In: Accounting
TPW, a calendar year taxpayer, sold land with a $542,000 tax basis for $785,000 in February. The purchaser paid $82,000 cash at closing and gave TPW an interest-bearing note for the $703,000 remaining price. In August, TPW received a $58,250 payment from the purchaser consisting of a $35,150 principal payment and a $23,100 interest payment. Assume that TPW uses the installment sale method of accounting.
Compute the difference between TPW’s book and tax income resulting from the installment sale method.
Is this difference favorable or unfavorable?

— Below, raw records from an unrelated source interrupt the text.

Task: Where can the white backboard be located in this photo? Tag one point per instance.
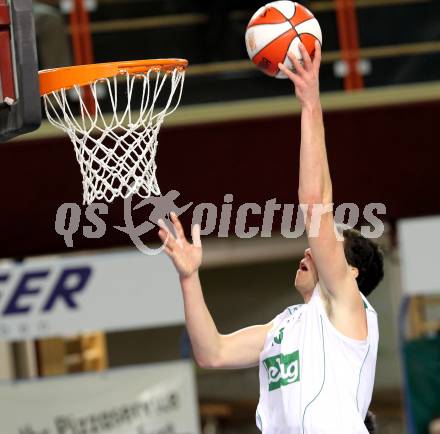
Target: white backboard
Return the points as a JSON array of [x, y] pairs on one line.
[[419, 248]]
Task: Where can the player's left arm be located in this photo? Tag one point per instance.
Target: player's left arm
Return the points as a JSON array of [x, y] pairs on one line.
[[315, 191]]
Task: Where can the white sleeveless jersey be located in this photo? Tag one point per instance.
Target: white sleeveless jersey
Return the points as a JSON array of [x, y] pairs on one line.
[[313, 379]]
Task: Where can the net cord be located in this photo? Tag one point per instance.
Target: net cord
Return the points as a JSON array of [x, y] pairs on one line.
[[116, 155]]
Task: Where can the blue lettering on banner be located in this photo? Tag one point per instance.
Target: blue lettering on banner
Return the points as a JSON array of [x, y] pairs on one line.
[[24, 288], [62, 289], [30, 285]]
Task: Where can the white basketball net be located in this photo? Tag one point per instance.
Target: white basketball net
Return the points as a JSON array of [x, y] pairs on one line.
[[116, 152]]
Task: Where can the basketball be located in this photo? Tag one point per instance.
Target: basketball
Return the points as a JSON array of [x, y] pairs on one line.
[[277, 28]]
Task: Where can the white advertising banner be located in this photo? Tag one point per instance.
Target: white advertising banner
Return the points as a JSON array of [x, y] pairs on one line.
[[68, 295], [419, 249], [153, 399]]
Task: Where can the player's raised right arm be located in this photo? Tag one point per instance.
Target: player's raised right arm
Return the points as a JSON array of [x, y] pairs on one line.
[[211, 349]]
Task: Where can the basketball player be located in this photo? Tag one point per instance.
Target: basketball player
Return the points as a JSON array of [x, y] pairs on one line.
[[317, 360]]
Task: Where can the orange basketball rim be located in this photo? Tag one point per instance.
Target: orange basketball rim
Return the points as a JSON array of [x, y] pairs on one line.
[[52, 80]]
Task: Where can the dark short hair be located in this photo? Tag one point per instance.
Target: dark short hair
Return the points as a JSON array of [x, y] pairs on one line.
[[366, 256]]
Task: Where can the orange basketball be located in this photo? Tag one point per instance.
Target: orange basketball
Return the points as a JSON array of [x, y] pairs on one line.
[[277, 28]]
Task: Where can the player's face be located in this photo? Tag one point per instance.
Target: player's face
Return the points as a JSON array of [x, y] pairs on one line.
[[307, 275]]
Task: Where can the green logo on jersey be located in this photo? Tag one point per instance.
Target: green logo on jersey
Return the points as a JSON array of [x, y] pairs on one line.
[[279, 338], [282, 369]]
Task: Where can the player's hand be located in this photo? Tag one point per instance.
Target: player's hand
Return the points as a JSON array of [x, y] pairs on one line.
[[186, 257], [306, 76]]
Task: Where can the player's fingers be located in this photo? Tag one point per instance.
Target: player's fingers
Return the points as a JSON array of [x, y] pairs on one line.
[[168, 251], [196, 235], [163, 226], [306, 57], [179, 228], [167, 238], [317, 57], [296, 64]]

Using a 21 percent tax rate, compute PTR’s deferred tax asset or liability (identify which) resulting from the book/tax difference.
Part A
The book profit (income) made on the sales = 785,000 – 542,000 = $ 243,000
Under instalment sales method, he receives $ 82,000 cash and an interest bearing note of $ 703,000. In the current year he receives $ 58,250 on the interest bearing note (principal - $35,150 + interest – $23,100).
The gross profit % = 243,000 / 785,000 * 100 = 30.95%
The gross profit % of the cash received will be booked as a taxable income for the year (82,000 * 30.95% = $ 25,379).
The interest component received on the note will be fully booked as taxable income ($ 23,100).
On the principal component, the taxable income would be charged as a gross profit % calculated earlier (35,150 * 30.95% = $ 10,879).
Therefore, the taxable income = 25,379 + 10,879 + 23,100 = $ 59,358.
Difference = 243,000 – 59,358 = $ 183,642
Part B
The taxable income is reduced in the given case by $ 183,642. Whenever, the taxable income is reduced, it is termed as a favorable difference and hence, the difference is favorable.
Part C
Since, the company will have to pay a higher tax in the future years, we will have to book a deferred tax liability. It will be calculated as:
Deferred Tax Liability = $ 183,462 * 21% = $ 38,527.